When I was in medical school, some friends were in the process of buying a house up the street. Built at the turn of the century, it was in mint condition --- the 1900 mint, not a piece of work had been done to it in 60 years. It was inhabited by two elderly spinsters (they would not mind being called spinsters). The asking price was $47,000. My friends, a psychiatrist and social worker, offered $43,000. The offer was refused. $45,000 was refused, as well. Finally, they offered the asking price.

"How long do we have to decide?" the sisters asked their broker. My friend Donna, highly intuitive and empathic, understood what was happening. "Alec," she said to her husband, "If we get this house, I wouldn't change a thing. These pushbutton light switches, the cabbage rose wallpaper... you just can't get stuff like that anymore."

"All right, it's yours," said the sisters.

My friends called in excitement. "These sisters have a record collection that you would die for," they said. "Old 78's of Caruso, hundreds of them. Their brother collected them, and they have to get rid of them because they're moving to a two-room apartment in Hingham. They want to sell them to someone who loves opera, so we mentioned you." I drove by the house that night on my way home. There was a long silence after I twisted the manual ringer. Finally, the door opened about an inch, and an eye peered out:

"Are you the doctor?"

"I am. I'm Dr. Ingall."

"Doctor, are you a member of the Metropolitan Opera Guild?"

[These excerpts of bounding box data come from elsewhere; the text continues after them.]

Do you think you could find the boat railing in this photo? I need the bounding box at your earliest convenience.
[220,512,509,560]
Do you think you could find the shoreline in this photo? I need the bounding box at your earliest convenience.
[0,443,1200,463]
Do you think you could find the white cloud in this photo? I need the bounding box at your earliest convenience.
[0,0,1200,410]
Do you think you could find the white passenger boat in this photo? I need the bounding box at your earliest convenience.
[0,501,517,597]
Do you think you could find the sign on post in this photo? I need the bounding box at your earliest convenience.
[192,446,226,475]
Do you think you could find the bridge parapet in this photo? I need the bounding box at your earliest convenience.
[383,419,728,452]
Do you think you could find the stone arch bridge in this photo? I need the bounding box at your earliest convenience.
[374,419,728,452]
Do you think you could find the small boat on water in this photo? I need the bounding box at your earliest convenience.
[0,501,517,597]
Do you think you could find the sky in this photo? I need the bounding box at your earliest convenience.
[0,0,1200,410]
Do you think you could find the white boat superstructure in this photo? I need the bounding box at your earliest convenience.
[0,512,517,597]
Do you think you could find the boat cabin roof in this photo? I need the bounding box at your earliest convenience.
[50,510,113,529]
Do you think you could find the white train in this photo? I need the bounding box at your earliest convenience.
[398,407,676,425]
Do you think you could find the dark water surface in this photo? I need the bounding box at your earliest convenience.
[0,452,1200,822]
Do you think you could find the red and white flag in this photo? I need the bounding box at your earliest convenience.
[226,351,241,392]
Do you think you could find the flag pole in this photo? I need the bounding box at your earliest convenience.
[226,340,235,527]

"Of course," I answered truthfully, "I just got my latest Opera News today. How about you?"

"All right, you can come in."

The door opened, revealing two frail sisters in their 80's. "Now we'll go up to Norman's room," said Edith, and led the way up the dark winding uncarpeted stairs. Norman? I wondered if their last name was Bates.

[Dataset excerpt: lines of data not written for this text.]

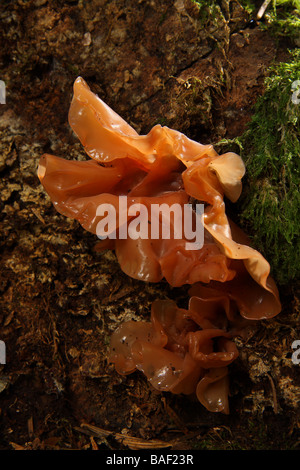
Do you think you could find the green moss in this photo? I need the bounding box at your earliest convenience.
[217,50,300,284]
[262,0,300,40]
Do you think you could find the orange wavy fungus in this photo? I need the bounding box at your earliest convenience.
[38,77,281,413]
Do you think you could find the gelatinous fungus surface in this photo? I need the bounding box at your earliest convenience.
[38,77,281,413]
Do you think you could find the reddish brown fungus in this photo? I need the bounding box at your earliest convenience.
[38,77,281,413]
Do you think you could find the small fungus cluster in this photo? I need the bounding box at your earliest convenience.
[38,77,281,413]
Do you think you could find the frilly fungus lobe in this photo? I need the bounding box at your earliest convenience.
[38,77,281,413]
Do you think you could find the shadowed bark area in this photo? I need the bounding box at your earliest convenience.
[0,0,300,449]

Norman's room was a shrine. Edith opened the closet. "Here are Norman's clothes." And there they were, wide-lapelled suits that Al Capone or my father would have loved, all neatly pressed. Norman's bed was made, his bureau neatly arranged.

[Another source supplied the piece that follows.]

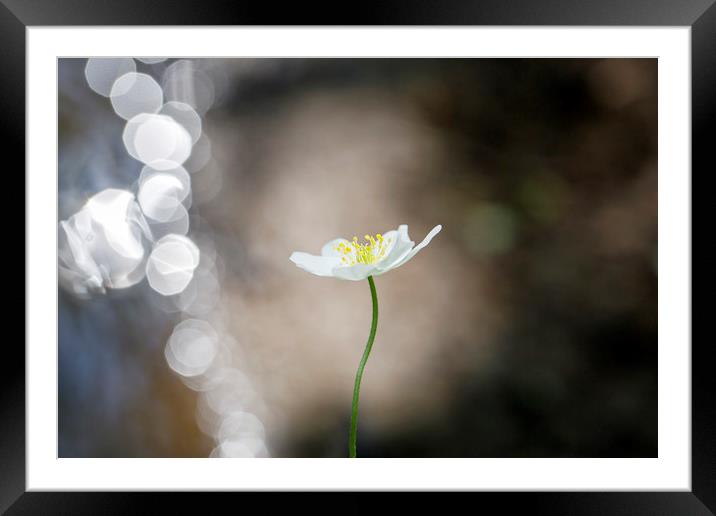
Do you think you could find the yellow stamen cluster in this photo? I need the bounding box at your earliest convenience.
[335,233,391,265]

It seems that Norman had lived in Camden, New Jersey, near the Victor Company. Every Saturday, he would go down to the factory and buy the week's latest releases. On Saturday afternoon, the conductor of the Philadelphia Symphony Orchestra would come to Norman's house to listen.

We descended to the basement. Was it Bates? The shrieking glissando of violins echoed in my ears, and I waited for the axe to strike. On the dirt floor of the basement stood two walnut Dr. Brown's Record Cabinets, each containing two rows of six drawers. I pulled out a drawer, and it dropped down, fanning out thirty dusty old 78's. I pulled one out: Enrico Caruso, La Donna e Mobile, 1917. Then Rachmaninoff playing Rachmaninoff, Paderewski, Heifitz, Tita Ruffo, Nellie Melba, Luisa Tetrazinni. I gasped.

In the corner, I saw an old gramophone. "Does it work?" I asked.

"We don't know," said Edith.

I took out a record by Caruso, L'alba separa dalle luce l'ombra by Tosti. I wound up the gramophone and set the rusty needle down. The surface noise sounded like the distant ocean. Caruso began forte, and built to double forte, and, after two minutes of a slow rise to a high b-flat, he hit it fortissimo.

Standing in front of the speaker, I felt actual throbbing in my ears. I could see Caruso's head stuck deep into the cutting horn, the needle vibrating onto the virgin acetate. What I was hearing was the actual vibration of his vocal cords of over 50 years ago. The voice stopped, and I could hear the sea again. Edith was sitting on an orange crate, tears streaming down her face.

"Well, Doctor, why don't you go home and think about it."

"Now, Edith," her sister spoke for the first time. "We have to move to that apartment, and you know there is no room for these things, and the doctor appreciates how fine they are, so Doctor, why don't you make an offer and we'll be done with it."

"I have no money," I told them in truth, "I'm an intern. This stuff is priceless. All I can give you is $100. I promise you I will never sell these records, and that I will treasure them forever."

"Take them, then," she answered. A month later, I sent them a cassette recorder and two tapes of the best of the collection. Today, Caruso sings in my living room, a sepia portrait, frozen in time.